Hybrid deployment solution : If the scenarios are diverse, you can combine the advantages of both. For example, the core business uses the full-blooded version to handle complex tasks, and the edge device deploys the distilled version to respond to real-time requests .
  • Trial evaluation : Experience the full-blooded version of the API for free through third-party platforms (such as Silicon Flow and Volcano Ark), or use tools such as Ollama to test the local performance of the distilled version before deciding on a purchasing strategy .
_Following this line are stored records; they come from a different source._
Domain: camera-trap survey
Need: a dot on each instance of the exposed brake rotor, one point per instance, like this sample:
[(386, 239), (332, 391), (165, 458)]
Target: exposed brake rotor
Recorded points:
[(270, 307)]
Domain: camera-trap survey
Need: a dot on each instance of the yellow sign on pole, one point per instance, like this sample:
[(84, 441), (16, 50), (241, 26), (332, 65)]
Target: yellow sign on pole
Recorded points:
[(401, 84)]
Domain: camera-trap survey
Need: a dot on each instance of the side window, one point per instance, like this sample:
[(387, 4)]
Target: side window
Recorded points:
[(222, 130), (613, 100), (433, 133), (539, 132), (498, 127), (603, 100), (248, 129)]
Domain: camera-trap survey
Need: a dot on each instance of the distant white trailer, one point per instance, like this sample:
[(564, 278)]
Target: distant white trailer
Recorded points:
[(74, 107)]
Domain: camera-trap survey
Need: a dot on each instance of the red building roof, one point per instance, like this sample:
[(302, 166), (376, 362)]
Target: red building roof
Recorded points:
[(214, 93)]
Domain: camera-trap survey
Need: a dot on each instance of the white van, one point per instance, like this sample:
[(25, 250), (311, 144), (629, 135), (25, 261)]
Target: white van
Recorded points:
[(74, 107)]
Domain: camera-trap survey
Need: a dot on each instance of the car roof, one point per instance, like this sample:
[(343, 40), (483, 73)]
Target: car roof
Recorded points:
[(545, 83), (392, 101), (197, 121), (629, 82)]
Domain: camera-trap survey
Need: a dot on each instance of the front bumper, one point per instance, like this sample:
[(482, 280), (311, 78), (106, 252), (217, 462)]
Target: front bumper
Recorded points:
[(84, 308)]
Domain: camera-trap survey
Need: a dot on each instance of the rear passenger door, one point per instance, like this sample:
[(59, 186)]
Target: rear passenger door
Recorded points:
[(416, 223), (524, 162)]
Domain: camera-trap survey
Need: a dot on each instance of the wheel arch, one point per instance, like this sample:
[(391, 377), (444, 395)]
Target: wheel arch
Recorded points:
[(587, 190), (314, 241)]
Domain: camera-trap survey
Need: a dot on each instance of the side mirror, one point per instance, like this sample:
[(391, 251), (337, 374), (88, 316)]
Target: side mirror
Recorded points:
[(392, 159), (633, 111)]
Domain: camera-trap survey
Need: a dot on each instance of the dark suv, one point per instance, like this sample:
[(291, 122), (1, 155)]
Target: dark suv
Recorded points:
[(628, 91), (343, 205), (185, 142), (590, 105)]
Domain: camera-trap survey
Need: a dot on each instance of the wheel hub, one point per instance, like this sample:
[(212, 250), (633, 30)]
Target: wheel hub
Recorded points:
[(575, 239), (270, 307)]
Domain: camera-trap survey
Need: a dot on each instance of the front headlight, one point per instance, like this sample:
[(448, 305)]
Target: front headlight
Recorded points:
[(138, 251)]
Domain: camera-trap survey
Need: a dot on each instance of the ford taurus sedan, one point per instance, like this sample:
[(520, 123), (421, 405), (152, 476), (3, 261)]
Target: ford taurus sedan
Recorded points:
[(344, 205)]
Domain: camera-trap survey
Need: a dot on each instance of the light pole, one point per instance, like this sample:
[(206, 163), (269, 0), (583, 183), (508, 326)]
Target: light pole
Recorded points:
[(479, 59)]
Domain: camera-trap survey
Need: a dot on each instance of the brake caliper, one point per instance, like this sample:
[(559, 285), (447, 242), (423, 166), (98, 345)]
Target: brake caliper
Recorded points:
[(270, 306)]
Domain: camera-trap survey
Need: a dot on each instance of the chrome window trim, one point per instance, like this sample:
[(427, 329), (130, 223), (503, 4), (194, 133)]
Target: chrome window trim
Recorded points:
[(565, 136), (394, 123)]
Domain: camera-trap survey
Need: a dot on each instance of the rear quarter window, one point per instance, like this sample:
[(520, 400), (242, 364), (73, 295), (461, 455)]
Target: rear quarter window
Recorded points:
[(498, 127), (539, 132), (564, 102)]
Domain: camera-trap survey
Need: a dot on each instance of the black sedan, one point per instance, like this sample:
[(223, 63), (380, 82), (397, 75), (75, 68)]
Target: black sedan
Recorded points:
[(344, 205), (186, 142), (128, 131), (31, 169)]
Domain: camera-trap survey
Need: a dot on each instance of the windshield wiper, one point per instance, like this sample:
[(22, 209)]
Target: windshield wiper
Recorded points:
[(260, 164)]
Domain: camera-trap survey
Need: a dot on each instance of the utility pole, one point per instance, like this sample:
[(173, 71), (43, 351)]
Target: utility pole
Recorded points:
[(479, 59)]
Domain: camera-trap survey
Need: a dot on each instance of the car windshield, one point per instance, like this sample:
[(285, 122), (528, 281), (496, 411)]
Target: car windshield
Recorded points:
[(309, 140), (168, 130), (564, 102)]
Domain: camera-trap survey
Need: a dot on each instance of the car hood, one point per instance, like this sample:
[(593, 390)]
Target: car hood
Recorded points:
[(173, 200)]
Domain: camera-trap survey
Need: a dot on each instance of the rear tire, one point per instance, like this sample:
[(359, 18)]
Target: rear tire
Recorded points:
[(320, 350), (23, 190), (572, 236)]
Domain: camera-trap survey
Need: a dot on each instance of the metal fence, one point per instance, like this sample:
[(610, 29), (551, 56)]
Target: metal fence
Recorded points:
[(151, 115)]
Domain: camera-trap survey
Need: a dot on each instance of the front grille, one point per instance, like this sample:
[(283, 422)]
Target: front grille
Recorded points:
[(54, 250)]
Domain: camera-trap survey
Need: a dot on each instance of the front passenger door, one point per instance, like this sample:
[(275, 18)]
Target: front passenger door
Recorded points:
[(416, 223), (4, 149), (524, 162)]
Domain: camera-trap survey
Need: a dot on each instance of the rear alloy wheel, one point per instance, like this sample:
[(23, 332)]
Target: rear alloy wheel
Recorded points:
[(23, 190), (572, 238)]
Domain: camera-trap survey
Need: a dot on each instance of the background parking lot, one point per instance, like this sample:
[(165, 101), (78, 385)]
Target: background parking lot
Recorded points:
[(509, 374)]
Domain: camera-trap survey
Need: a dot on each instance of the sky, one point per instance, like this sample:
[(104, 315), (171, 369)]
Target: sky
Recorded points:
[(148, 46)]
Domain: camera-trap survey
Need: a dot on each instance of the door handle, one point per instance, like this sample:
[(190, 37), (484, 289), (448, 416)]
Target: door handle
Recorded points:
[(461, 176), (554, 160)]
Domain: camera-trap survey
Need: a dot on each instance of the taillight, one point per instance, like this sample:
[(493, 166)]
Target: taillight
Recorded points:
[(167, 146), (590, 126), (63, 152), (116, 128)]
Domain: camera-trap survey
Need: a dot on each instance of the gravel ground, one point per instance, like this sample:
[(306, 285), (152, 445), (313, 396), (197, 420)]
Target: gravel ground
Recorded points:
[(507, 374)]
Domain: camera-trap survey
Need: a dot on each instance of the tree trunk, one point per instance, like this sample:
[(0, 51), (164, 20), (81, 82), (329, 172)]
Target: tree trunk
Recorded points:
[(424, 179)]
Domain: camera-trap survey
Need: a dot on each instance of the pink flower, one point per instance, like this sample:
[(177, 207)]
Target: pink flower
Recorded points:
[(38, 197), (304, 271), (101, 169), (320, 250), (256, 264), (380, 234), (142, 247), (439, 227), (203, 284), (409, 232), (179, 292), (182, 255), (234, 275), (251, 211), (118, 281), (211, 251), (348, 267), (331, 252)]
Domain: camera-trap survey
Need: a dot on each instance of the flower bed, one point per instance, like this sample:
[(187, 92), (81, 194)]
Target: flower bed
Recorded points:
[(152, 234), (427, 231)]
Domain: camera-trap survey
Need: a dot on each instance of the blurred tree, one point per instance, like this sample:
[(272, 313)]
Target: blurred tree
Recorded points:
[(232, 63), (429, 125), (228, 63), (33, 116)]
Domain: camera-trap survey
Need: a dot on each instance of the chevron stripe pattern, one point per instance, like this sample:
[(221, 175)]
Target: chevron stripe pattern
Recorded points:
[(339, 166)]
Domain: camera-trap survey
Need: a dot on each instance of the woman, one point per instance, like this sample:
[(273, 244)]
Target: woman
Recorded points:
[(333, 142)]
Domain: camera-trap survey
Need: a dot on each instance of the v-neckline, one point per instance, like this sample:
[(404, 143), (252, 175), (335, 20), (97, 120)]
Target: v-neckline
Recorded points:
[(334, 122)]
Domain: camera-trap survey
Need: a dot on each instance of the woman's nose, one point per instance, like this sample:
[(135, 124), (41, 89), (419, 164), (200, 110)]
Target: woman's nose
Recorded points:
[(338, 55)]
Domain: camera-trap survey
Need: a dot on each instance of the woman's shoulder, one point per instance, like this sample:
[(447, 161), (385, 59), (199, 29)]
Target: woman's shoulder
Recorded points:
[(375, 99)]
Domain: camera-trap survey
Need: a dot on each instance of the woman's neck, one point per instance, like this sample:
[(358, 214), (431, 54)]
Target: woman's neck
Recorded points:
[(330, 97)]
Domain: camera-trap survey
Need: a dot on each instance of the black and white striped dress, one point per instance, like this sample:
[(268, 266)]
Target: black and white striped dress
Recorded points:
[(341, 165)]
  • Focus on ecosystem support : The full-blooded version is usually equipped with enterprise-level services (such as Ningchang and Capital Online's all-in-one solutions), while the distilled version is more suitable for developers to adapt independently


Summarize


 V1: Suitable for programming and text processing, simple and easy to use.

V2/V2.5: High cost-effectiveness, suitable for general scenarios with limited budget.

V3: Fast speed, multi-language support, suitable for a wide range of knowledge quizzes and creations.

R1: Focuses on mathematics and code, suitable for professional developers.

671B full-blooded version : It has top performance but requires powerful hardware support. It is suitable for scenarios with extremely high requirements for model accuracy, such as financial analysis and drug development. It requires high-performance hardware and higher deployment costs.

Distilled version : Suitable for resource-constrained scenarios, such as edge devices, mobile devices, and real-time interactive applications, with lower hardware costs and deployment difficulty.

According to the parameter scale, the independent deployment configuration requirements are summarized as follows:

1.5B-8B: Suitable for individual developers or small teams, with low cost and low hardware requirements .

14B-32B: Suitable for medium-sized enterprises or research institutions that require higher-configuration graphics cards and memory.

70B-671B: Suitable for large enterprises or ultra-large-scale tasks, with extremely high hardware and cost requirements, and usually used for distributed training.

Choose according to your needs, don't pay for "high configuration"! According to specific needs and resource conditions, choosing the appropriate version can better meet business needs while optimizing costs and performance.